Au regard de ce qui précède, le recours de Monsieur B tel qu’initialement introduit doit
être déclaré recevable en la forme.
S’agissant en revanche du volet des conclusions du requérant tendant à faire condamner le
défendeur à lui payer la somme de 10 000 000 F, portée par la suite à 70 000 000 F à défaut
de sa réintégration, la Cour devra en déterminer la nature exacte pour pouvoir apprécier la
recevabilité. S’il s’agit d’une conclusion nouvelle, elle devra la déclarer irrecevable en ce
qu’elle a été tardivement présentée le 29 août 1997, largement après l’expiration du délai du
recours contentieux intervenu le 7 juin 1997.
S’il apparaît en revanche qu’il s’agit d’une simple extension des conclusions initiales, le
problème de recevabilité ne se pose plus ; la difficulté d'appréciation réside en ce que d’une
part, ce chef de demande est présenté en forme supplétive, laissant supposer un lien de
connexité tenant au rapport d’équivalence suggéré entre la réintégration et l’indemnisation, et
que d’autre part, il introduit de facto, indirectement et implicitement, une action en
responsabilité contre le défendeur, ce qui peut apparaître comme un nouveau litige porté
devant la Cour, cette action ne pouvant se situer que sur un terrain juridique différent de celui
des conclusions initiales.
- Sur le fond, et s’agissant des conclusions en annulation, la Cour devra répondre aux
questions ci-après, étant entendu qu’une réponse affirmative à la première dispense de
répondre à la seconde :
1. Le défaut de consultation du Comité Consultatif de Recrutement et d’Avancement
(C.C.R.A.) par le Président de la Commission avant la prise de la décision attaquée
constitue-t-elle un vice de procédure de nature à entraîner la nullité de celle-ci ?

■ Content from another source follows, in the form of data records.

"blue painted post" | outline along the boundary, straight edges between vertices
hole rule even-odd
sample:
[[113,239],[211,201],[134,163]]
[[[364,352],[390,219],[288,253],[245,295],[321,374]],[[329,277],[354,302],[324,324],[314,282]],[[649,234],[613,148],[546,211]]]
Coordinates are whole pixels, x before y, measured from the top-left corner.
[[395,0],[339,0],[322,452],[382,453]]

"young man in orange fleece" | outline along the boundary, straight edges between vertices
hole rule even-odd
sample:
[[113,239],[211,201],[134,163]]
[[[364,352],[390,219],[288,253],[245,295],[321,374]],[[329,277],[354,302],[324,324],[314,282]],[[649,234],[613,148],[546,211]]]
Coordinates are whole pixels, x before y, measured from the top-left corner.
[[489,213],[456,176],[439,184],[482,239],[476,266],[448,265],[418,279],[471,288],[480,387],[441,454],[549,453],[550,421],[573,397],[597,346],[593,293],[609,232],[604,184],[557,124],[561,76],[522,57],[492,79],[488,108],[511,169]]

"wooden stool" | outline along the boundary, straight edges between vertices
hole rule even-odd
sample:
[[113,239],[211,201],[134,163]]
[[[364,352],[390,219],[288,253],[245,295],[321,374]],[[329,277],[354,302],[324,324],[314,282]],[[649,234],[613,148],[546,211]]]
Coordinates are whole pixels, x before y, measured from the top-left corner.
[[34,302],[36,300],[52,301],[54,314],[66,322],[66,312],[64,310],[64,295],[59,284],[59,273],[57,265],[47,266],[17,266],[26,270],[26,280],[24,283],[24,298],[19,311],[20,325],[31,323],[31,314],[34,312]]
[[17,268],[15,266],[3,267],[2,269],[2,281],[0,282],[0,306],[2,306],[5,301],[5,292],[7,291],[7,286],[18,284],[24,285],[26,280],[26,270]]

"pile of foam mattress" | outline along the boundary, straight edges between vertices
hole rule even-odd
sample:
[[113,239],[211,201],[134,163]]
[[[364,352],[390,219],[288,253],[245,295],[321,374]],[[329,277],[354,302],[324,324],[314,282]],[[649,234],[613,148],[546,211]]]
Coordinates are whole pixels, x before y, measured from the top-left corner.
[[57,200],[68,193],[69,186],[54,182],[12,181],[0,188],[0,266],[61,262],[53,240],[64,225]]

2. La décision querellée a-t-elle été fondée sur une erreur manifeste d’appréciation des
services du requérant ?
A cette fin, il s’impose de préciser préalablement le cadre juridique de cette affaire constitué
par :
- l’article 33 al. 2 du traité de l'UEMOA conférant le pouvoir de nomination aux emplois de
l’Union au Président de la Commission et l’article 17 du statut des fonctionnaires de
l’Union qui y renvoie ;
- les articles 18 et 29 relatifs respectivement à l’institution d’un Comité Consultatif de
Recrutement et d’Avancement et au stage obligatoire avant titularisation des
fonctionnaires de l’UEMOA ;
- le règlement d’exécution n° 5/96 fixant la durée et les modalités de la période probatoire ;
- le règlement d’exécution n° 8/96 fixant la composition et le fonctionnement du C.C.R.A.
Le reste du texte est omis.